2330 sayılı Nakdi Tazminat ve Aylık Bağlanması Hakkında Kanunun 1. maddesinde ise, bu Kanunun amacının, barışta güven ve asayişi korumak, kaçakçılığı men takip ve tahkikle görevli olanların bu görevlerinden dolayı ya da görevleri sona ermiş olsa bile yaptıkları hizmet nedeniyle derhal veya bu yüzden maruz kaldıkları yaralanma veya hastalık sonucu ölmeleri veya sakat kalmaları halinde ödenecek nakdi tazminat ile birlikte bağlanacak aylığın ve bu yüzden yaralanmaları halinde ödenecek nakdi tazminatın esas ve yöntemlerinin düzenlenmesi olduğu açıklandıktan sonra, 2. maddesinde bu Kanunun, iç güvenlik ve asayişin korunması veya kaçakçılığın men, takip ve tahkiki konularında görevlendirilenler ile güven ve asayişin korunmasında hizmetlerinden yararlanılması zorunlu olan ve yetkililerce kendilerine bu amaca yönelik görev verilen kamu görevlileri ve sivilleri de kapsayacağı hükmüne yer verilmiş, 4. maddesinde ise, bu Kanun kapsamında olanlardan, sakatlananların kendilerine, ölenlerin ise dul ve yetimlerine vazife malüllüğü aylığının %25 artırılarak ödeneceği kurala bağlanmıştır.

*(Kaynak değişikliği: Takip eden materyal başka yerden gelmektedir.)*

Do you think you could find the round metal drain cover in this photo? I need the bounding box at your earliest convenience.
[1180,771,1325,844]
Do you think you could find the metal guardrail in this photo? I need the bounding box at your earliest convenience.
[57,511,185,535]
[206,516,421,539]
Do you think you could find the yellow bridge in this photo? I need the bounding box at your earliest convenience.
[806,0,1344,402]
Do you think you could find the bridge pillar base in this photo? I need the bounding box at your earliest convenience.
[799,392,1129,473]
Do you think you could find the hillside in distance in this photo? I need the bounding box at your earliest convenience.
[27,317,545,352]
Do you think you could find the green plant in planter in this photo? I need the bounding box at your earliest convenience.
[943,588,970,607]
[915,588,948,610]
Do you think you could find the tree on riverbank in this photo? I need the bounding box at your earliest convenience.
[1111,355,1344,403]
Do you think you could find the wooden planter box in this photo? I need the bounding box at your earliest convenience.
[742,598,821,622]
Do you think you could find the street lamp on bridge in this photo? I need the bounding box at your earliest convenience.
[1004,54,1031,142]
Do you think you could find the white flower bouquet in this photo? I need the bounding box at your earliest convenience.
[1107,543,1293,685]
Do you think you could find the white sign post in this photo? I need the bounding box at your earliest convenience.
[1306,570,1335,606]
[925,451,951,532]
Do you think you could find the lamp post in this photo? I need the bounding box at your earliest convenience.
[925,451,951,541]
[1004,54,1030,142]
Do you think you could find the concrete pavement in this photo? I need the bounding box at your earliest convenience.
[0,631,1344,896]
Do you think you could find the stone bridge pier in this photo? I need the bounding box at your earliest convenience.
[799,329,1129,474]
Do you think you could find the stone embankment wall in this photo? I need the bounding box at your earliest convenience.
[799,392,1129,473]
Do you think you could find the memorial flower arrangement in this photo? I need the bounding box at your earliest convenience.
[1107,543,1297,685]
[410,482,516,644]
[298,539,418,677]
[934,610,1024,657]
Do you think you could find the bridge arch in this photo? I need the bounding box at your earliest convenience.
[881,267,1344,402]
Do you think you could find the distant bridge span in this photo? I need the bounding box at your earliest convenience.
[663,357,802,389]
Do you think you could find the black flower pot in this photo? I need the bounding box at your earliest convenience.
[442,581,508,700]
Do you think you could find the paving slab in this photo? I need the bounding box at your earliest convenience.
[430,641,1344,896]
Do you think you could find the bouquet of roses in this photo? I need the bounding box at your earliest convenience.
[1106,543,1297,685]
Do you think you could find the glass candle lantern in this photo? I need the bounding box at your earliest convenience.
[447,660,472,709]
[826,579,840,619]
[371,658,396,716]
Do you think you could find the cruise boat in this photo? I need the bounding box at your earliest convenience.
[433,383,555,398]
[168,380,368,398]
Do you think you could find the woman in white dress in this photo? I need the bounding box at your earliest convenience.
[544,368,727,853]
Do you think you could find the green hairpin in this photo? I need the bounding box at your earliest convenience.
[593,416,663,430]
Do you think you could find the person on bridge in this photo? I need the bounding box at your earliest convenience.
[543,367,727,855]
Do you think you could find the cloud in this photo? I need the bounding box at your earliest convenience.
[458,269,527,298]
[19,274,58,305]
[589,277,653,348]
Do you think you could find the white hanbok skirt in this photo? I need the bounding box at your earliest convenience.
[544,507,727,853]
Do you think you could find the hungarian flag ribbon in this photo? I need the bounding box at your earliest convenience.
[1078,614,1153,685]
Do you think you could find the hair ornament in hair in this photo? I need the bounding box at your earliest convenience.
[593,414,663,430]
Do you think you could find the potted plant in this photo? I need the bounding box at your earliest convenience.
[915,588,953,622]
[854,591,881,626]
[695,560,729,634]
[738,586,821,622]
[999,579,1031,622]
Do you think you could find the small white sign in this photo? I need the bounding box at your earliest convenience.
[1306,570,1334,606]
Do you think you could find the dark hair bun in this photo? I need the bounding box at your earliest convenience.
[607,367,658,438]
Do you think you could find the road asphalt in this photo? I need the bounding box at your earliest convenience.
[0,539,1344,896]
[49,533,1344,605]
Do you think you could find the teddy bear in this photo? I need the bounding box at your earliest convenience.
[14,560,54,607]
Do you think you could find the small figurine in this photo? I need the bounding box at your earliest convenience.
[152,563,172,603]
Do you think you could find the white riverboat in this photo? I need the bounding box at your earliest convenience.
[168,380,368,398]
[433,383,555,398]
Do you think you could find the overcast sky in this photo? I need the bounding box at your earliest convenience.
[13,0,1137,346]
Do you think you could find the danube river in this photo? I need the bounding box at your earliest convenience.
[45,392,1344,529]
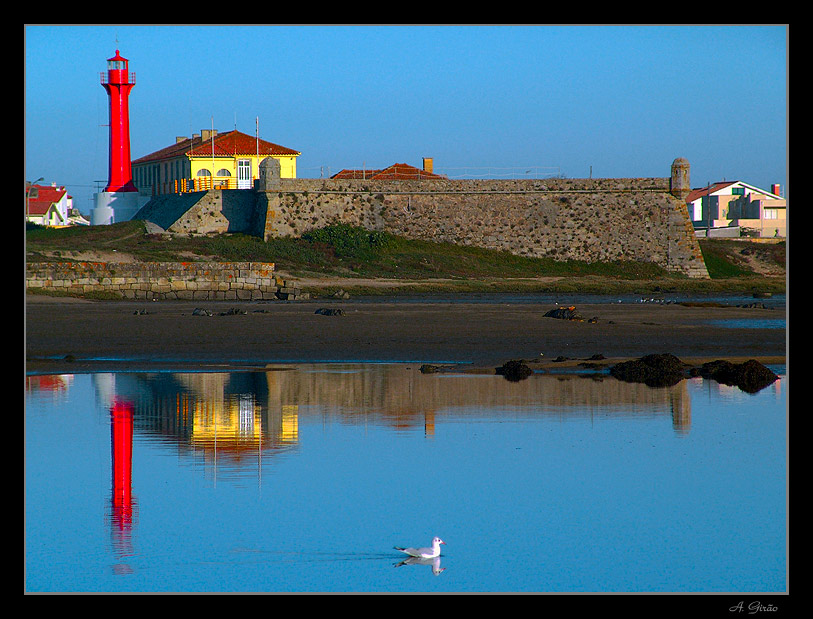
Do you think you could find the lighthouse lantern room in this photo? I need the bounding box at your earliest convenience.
[91,50,143,225]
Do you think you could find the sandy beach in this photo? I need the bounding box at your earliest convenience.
[25,295,786,373]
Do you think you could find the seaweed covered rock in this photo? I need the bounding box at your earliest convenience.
[696,359,779,393]
[545,305,583,320]
[314,307,344,316]
[610,353,686,387]
[495,359,534,382]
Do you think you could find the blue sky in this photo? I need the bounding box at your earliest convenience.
[25,25,788,213]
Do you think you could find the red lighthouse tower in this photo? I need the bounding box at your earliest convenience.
[101,50,138,192]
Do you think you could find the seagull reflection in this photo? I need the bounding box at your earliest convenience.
[395,557,446,576]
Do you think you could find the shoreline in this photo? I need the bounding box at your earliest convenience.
[25,294,787,374]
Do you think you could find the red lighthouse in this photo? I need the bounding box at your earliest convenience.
[101,50,138,192]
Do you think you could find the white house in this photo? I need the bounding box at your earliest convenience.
[686,181,787,237]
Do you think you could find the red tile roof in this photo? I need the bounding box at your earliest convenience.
[330,163,446,180]
[133,131,301,164]
[686,181,738,202]
[28,185,67,215]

Yukarıda yer verilen yasa hükümlerinin birlikte incelenmesinden, barışta iç güvenlik veya kaçakçılığın men ve tahkiki konularında görevlendirilen Emniyet Genel Müdürlüğü mensuplarından görevlerini ifa ederken sakatlanıp bağlı oldukları sosyal güvenlik kurumlarınca emekliye sevk edilenlere görev malüllüğü aylığının %25 artırılarak ödeneceği sonucuna varılmaktadır.

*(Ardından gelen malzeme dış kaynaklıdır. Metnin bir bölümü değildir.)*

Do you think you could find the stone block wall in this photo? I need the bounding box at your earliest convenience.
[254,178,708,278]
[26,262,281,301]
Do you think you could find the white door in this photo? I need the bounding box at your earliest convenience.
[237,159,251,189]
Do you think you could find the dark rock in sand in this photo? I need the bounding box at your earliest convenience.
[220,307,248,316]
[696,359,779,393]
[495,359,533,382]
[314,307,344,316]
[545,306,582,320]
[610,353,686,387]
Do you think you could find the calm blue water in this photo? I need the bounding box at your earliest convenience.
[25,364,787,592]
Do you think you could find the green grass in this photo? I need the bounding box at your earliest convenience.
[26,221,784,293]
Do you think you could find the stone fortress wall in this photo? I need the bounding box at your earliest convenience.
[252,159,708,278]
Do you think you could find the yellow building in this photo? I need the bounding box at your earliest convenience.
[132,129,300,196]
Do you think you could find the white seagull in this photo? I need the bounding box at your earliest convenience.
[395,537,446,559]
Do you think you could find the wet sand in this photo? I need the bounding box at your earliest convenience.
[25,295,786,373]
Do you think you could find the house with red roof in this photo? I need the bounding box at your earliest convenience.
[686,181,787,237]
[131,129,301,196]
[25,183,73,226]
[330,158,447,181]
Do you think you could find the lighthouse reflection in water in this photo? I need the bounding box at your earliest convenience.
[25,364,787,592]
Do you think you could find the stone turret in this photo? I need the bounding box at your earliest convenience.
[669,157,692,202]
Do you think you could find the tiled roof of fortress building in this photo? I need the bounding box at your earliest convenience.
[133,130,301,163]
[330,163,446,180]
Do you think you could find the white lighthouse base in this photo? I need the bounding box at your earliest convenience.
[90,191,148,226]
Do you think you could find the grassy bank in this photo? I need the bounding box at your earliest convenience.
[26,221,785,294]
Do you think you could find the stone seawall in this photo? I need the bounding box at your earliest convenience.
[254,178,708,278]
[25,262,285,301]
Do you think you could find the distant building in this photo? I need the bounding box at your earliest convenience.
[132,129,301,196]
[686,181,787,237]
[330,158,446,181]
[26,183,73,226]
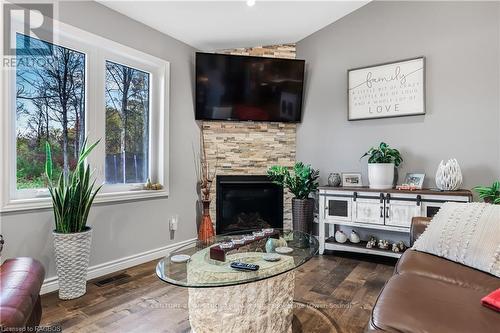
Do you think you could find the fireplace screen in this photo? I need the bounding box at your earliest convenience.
[216,176,283,234]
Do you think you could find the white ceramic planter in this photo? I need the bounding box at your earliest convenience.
[52,227,92,299]
[368,163,394,190]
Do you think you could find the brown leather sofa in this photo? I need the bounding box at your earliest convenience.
[0,258,45,326]
[366,218,500,333]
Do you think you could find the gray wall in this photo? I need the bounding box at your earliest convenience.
[0,1,199,277]
[297,1,500,188]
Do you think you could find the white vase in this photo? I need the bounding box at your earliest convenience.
[349,230,361,243]
[436,158,463,191]
[52,227,92,299]
[368,163,394,190]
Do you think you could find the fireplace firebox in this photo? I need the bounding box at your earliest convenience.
[215,176,283,234]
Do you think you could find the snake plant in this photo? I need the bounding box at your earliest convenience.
[474,180,500,205]
[45,140,102,233]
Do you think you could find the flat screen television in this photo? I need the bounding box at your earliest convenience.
[196,52,304,122]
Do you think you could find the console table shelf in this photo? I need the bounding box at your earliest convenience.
[325,237,403,258]
[318,186,472,258]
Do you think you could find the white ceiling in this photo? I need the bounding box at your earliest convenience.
[97,0,370,51]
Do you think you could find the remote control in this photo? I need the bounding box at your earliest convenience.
[231,262,259,271]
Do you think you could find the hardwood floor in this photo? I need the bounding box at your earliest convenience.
[42,254,395,333]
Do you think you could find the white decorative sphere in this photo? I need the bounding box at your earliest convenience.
[436,158,463,191]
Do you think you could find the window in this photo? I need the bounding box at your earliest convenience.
[0,18,169,211]
[105,61,149,184]
[16,34,85,189]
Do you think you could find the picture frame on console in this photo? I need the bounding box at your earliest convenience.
[403,172,425,190]
[347,57,425,121]
[342,172,363,187]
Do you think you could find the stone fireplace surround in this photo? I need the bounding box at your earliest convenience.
[201,44,297,229]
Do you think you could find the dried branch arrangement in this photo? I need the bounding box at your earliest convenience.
[195,127,217,201]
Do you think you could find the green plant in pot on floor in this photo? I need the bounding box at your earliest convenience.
[474,180,500,205]
[267,162,319,233]
[361,142,403,189]
[45,140,101,299]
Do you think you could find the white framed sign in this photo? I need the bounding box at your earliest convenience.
[347,57,425,120]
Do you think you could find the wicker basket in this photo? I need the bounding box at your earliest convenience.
[52,227,92,299]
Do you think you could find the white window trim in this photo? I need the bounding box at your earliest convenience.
[0,16,170,212]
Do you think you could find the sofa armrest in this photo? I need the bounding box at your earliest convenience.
[410,216,431,246]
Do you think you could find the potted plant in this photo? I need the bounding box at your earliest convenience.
[267,162,319,233]
[361,142,403,189]
[45,140,101,299]
[474,180,500,205]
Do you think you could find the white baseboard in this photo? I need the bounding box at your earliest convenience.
[40,238,196,295]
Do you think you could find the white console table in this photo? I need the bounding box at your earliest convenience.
[318,186,472,258]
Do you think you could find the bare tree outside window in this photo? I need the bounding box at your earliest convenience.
[105,61,150,184]
[16,34,85,189]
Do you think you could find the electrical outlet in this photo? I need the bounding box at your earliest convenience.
[170,215,179,231]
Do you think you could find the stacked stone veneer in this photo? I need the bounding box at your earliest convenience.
[202,44,296,229]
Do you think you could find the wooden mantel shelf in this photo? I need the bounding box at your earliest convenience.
[319,186,472,198]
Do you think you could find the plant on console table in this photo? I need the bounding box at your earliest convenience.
[474,180,500,205]
[267,162,319,233]
[361,142,403,189]
[45,137,101,299]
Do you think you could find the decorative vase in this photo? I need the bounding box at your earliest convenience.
[328,173,342,187]
[349,230,361,243]
[292,198,314,234]
[52,227,92,300]
[368,163,395,190]
[198,200,215,242]
[436,158,463,191]
[392,166,399,187]
[266,238,278,253]
[335,230,347,243]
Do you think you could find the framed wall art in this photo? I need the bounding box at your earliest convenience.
[347,57,425,120]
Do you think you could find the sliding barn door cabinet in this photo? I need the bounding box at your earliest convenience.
[318,187,472,258]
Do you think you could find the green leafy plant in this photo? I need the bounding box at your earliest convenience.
[361,142,403,167]
[474,180,500,205]
[45,140,102,233]
[267,162,319,199]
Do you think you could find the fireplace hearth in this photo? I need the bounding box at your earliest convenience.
[215,175,283,234]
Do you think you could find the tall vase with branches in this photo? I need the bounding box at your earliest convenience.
[195,127,217,242]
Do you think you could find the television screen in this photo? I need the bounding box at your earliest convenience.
[196,53,304,122]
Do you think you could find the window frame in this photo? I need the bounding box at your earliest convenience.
[0,16,170,212]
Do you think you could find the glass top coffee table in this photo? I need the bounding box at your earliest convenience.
[156,229,318,333]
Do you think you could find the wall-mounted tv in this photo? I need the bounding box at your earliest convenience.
[196,53,304,122]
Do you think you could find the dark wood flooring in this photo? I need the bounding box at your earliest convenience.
[42,254,395,333]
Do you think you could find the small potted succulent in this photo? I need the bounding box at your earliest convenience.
[45,137,101,299]
[474,180,500,205]
[361,142,403,189]
[267,162,319,233]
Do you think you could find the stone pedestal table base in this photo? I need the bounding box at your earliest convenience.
[189,271,295,333]
[187,251,295,333]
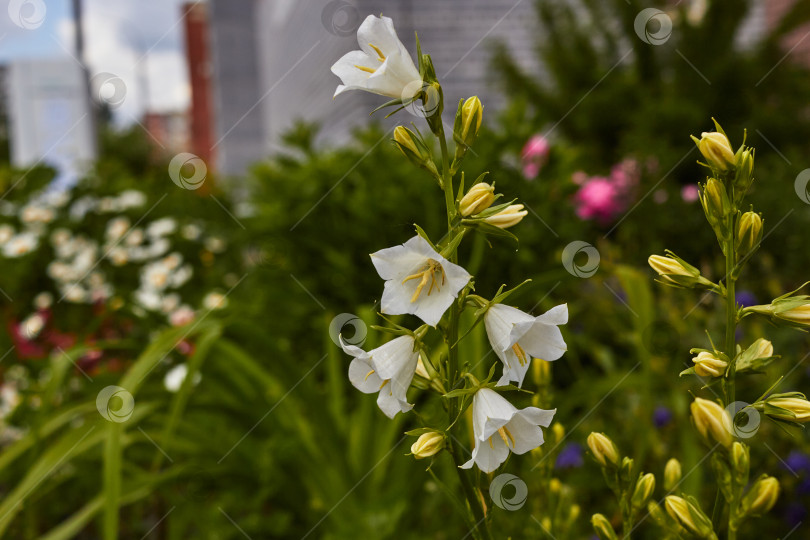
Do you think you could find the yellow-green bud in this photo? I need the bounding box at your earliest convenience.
[664,495,717,538]
[767,397,810,424]
[630,473,655,510]
[692,351,728,377]
[740,475,779,516]
[664,458,681,491]
[737,212,762,258]
[394,126,439,176]
[484,204,529,229]
[731,441,751,486]
[591,514,616,540]
[587,432,620,467]
[697,131,736,171]
[454,96,484,159]
[458,182,495,217]
[411,431,444,459]
[690,398,734,448]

Dosyanın içeriğinden, davacının Emniyet Genel Müdürlüğü Kaçakçılık ve İstihbarat Harekat Dairesi Başkanlığı, Mali Şube Müdürlüğünde polis memuru olarak görevini yapmakta iken, vazifeye başlamak üzere servis aracına binmek için karşıdan karşıya geçişi sırasında uğradığı trafik kazası sonucu sakatlandığı anlaşılmaktadır. Bu şekilde gerçekleşen olayın görevin sebep ve tesiri ile meydana geldiği ve bu haliyle 5434 sayılı Yasanın 44. ve 45. maddeleri uyarınca vazife malüllüğü aylığı bağlanmasını gerektirdiği açık olsa da, malüllük 2330 sayılı Yasa’nın 1 ve 2. maddelerinde belirtilen “görev esnasında” meydana gelmediğinden, başka bir ifadeyle, barışta güven ve asayişi korumak, kaçakçılığı men, takip ve tahkikle görevli olmak gibi özel görevlerin ifası sonucu oluşmadığından, olayın anılan kanun kapsamında değerlendirilmesi mümkün değildir.

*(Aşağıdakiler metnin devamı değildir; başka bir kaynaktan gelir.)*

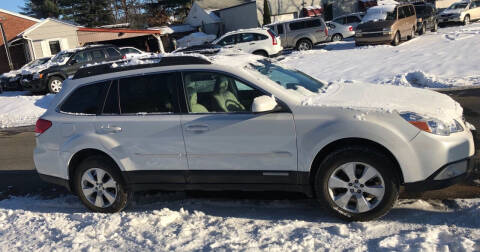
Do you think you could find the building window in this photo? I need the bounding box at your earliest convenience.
[48,40,62,55]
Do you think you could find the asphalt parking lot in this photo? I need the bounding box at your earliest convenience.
[0,88,480,199]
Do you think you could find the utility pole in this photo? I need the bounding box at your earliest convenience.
[0,17,13,70]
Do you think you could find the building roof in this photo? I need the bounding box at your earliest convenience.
[0,9,41,22]
[78,27,161,34]
[195,0,256,10]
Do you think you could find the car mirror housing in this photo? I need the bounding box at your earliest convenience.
[252,95,278,113]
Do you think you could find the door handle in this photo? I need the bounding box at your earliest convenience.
[97,125,122,134]
[186,124,208,132]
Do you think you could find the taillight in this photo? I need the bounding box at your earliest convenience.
[267,30,277,45]
[35,119,52,135]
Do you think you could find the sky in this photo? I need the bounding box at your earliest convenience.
[0,0,25,12]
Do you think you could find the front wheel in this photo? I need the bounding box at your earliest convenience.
[74,156,131,213]
[48,76,63,94]
[314,146,399,221]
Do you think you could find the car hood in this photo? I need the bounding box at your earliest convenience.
[357,20,395,31]
[442,9,465,14]
[302,83,463,123]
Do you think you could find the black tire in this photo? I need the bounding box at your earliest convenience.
[47,76,63,94]
[296,39,313,51]
[314,146,399,221]
[392,32,400,46]
[430,22,438,32]
[463,15,470,25]
[418,23,427,35]
[253,50,268,58]
[73,156,132,213]
[331,33,343,42]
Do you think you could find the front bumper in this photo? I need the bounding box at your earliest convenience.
[404,156,475,192]
[20,78,47,92]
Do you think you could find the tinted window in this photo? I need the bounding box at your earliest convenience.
[119,73,178,114]
[277,24,283,34]
[60,81,110,115]
[103,81,120,114]
[107,47,121,58]
[218,35,237,46]
[347,16,361,24]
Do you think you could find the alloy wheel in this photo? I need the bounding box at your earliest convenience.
[327,162,385,213]
[81,168,118,208]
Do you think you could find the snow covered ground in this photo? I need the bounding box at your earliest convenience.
[0,193,480,251]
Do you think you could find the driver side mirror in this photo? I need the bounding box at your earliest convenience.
[252,95,278,113]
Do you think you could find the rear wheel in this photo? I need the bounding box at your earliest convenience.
[463,15,470,25]
[48,76,63,94]
[74,156,131,213]
[392,32,400,46]
[314,146,399,221]
[332,33,343,42]
[297,39,313,51]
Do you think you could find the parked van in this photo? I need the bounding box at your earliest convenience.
[266,17,328,51]
[355,4,417,46]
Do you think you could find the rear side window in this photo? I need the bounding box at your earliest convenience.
[277,24,283,34]
[119,73,179,114]
[107,47,121,58]
[60,81,110,115]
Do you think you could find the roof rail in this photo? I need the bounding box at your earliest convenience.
[73,56,212,79]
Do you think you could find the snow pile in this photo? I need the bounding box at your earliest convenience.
[0,194,480,251]
[0,92,55,128]
[303,83,463,124]
[177,32,217,48]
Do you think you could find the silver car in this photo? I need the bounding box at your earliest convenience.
[34,55,475,221]
[266,17,328,51]
[327,21,355,42]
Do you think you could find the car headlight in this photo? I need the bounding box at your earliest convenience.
[400,112,463,136]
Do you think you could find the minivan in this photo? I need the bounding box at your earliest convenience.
[266,17,328,51]
[355,4,417,46]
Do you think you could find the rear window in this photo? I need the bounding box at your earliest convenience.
[60,81,110,115]
[119,73,179,114]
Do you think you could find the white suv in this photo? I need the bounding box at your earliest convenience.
[34,55,474,220]
[212,28,283,57]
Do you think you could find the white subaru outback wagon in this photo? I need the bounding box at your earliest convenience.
[34,55,474,221]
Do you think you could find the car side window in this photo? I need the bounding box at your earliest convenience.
[238,33,257,43]
[218,35,237,46]
[277,24,283,34]
[119,73,179,114]
[183,72,264,113]
[60,81,110,115]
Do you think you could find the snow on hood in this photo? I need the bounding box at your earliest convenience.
[302,83,463,123]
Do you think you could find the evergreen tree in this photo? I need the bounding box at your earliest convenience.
[22,0,61,18]
[263,0,272,25]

Bu durumda, davacının göreve giderken geçirdiği trafik kazası sonucu sakatlanması nedeniyle kendisine 2330 sayılı Yasa kapsamında aylık bağlanması isteminin reddine ilişkin işlemde mevzuata aykırı bir yön bulunmadığından, anılan işlemin iptali istemiyle açılan davanın reddi gerekirken dava konusu işlemin iptali yolundaki temyize konu mahkeme kararında hukuki isabet görülmemiştir.
Açıklanan nedenlerle, davalı idarenin temyiz isteminin kabulüyle … İdare Mahkemesinin … gün ve E:…, K:… sayılı kararının 2577 sayılı İdari Yargılama Usulü Kanunu’nun 49. maddesinin 1/b fıkrası uyarınca bozulmasına, aynı maddenin 3622 sayılı Yasa ile değişik 3. fıkrası gereğince ve yukarıda belirtilen hususlar gözetilerek yeniden bir karar verilmek üzere dosyanın adı geçen Mahkemeye gönderilmesine, 11.2.2004 tarihinde oybirliği ile karar verildi.